Problem & Motivation
VLM 擅长 reasoning,VLA 擅长 robot control,但两者之间的桥梁机制仍不清楚。核心问题:哪些 multi-modal data streams / reasoning abilities 对提升下游 VLA 最关键? 现有 VLM 的 embodied reasoning 能力(grounding、spatial understanding、planning)不足,且 internet-scale pretraining 数据与 robot-specific task 之间存在严重 domain shift。
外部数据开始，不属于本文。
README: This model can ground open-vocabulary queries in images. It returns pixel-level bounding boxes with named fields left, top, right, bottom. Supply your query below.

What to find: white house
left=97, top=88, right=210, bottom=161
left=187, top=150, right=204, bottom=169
已有工作要么只做 reasoning 不做 control,要么直接做 VLA 但忽略 reasoning 对 action quality 的影响。
Method
1. VLM Backbone
- 基于 InternVL3(2B / 8B 两个尺寸),包含 InternViT vision encoder + Qwen2.5 language model
- 通过 VLASER-6M 数据进行 embodied reasoning supervised fine-tuning
2. VLASER-6M 数据引擎(四大类)
- Embodied Grounding (1.8M):bounding box 和 center point 标注,来自 RoboPoint、ShareRobot、Pixmo-Points 等,另有 300k 基于 SA-1B 的合成数据
- General & Spatial Reasoning (1.7M):1.2M RoboVQA + 500k spatial intelligence(SPAR、SpaceR-151k、VILASR)+ 100k 从 3D 数据集人工标注
- Planning (400k):language-based 和 multimodal planning,来自 Alpaca、MuEP、WAP、LLaRP 等 + egocentric video 数据
- In-Domain Data (2M):从 SimplerEnv 和 RoboTwin2.0 生成的 robot-specific QA pairs,覆盖 grounding、spatial reasoning 和 planning
3. Action Expert Module
- Flow-matching-based action prediction head
- 以 mixture-of-experts 方式与 language model 共享 self-attention
- 输入 observations(images, language, robot state),输出 action sequences
- VLA stream 采用 non-causal attention
4. 两阶段训练
- Stage 1 - VLM Pretraining:在 VLASER-6M 上做 SFT,学习 embodied reasoning
- Stage 2 - VLA Finetuning:flow-matching 训练,学习 denoising vector field 从 noise 生成 clean actions
Key Results
Embodied Reasoning(12 个 benchmark 平均):
- VLASER-2B:45.3%(base InternVL3-2B 仅 15.2%,+30.1)
- VLASER-8B:51.3%(base InternVL3-8B 仅 22.3%,+29.0)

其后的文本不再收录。